Exhibit 99.5
SERVICES AGREEMENT
This SERVICES AGREEMENT (this “Agreement”), dated as of July 30, 2020 (the “Effective Date”), is by and between PARTY CITY HOLDINGS INC., a Delaware Corporation (“Service Provider”), and ANAGRAM INTERNATIONAL, INC., a Minnesota corporation (“Service Recipient” or “Anagram”). Service Provider and Service Recipient are sometimes referred to herein individually as a “Party,” and collectively as the “Parties.”
RECITAL
WHEREAS, the Parties desire that certain services be provided as set forth herein.
NOW, THEREFORE, in consideration of the promises and the mutual agreements and covenants hereinafter set forth, and intending to be legally bound, the Parties hereby agree as follows:
SECTION 1. Definitions. For purposes of this Agreement, the following terms shall have the following meanings:
“Bulk Service Rate” shall have the meaning set forth on Schedule A hereto.
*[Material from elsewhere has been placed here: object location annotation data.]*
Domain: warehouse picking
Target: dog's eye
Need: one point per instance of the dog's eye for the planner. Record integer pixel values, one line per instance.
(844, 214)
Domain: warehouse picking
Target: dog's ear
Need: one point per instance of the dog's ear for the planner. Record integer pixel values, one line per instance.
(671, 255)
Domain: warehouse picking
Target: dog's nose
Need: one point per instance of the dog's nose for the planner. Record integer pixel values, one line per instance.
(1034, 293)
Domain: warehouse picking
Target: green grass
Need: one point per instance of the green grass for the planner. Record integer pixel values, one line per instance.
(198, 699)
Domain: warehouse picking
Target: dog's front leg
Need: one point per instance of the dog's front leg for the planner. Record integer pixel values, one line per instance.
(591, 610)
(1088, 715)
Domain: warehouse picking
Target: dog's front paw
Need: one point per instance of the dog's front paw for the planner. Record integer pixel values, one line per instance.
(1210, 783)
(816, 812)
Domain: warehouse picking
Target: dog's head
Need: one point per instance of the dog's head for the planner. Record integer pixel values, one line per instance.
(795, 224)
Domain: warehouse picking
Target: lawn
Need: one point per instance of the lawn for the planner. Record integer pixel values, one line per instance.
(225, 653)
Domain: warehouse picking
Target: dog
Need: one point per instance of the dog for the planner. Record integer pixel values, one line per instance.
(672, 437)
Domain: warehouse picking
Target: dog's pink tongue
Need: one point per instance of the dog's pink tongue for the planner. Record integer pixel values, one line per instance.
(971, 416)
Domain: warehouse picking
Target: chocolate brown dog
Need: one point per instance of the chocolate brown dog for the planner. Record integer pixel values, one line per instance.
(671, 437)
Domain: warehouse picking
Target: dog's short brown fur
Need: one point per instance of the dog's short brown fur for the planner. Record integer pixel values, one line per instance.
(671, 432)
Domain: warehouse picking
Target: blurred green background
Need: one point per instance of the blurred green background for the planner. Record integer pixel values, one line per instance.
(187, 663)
“Confidential Information” shall mean each Party’s business, technical, engineering, manufacturing, marketing, sales, customer, financial and other information relating to such Party or any of its affiliates or their respective businesses that constitutes trade secrets or know-how or is otherwise proprietary or not generally known to the public or other information which the disclosing Party or any of its affiliates or representatives otherwise informs the receiving Party or any of its affiliates or representatives (each, a “Receiving Party” and, collectively, the “Receiving Parties”) is confidential, whether by so indicating on such information or otherwise, and shall include any such information received by or on behalf of a Receiving Party prior to or following the execution of this Agreement. Confidential Information shall include information in any form, whether written, graphic, electronic, physical or other form and may include raw data, graphs, charts, drawings, models, samples, hardware, photographs, software or electronic code. Confidential Information shall not include information, data, knowledge and know-how that, as shown by written records, (i) is known to the Receiving Parties prior to disclosure to such Receiving Parties, (ii) is in the public domain prior to disclosure to such Receiving Parties, (iii) enters the public domain through no violation of this Agreement after disclosure to such Receiving Parties, or (iv) the Receiving Parties independently develop without reliance on Confidential Information.
“Person” means an individual, natural person, corporation, partnership, joint venture, association, joint-stock company, limited liability company, limited liability partnership, trust, unincorporated organization, government (or any agency or political subdivision thereof) or any other entity.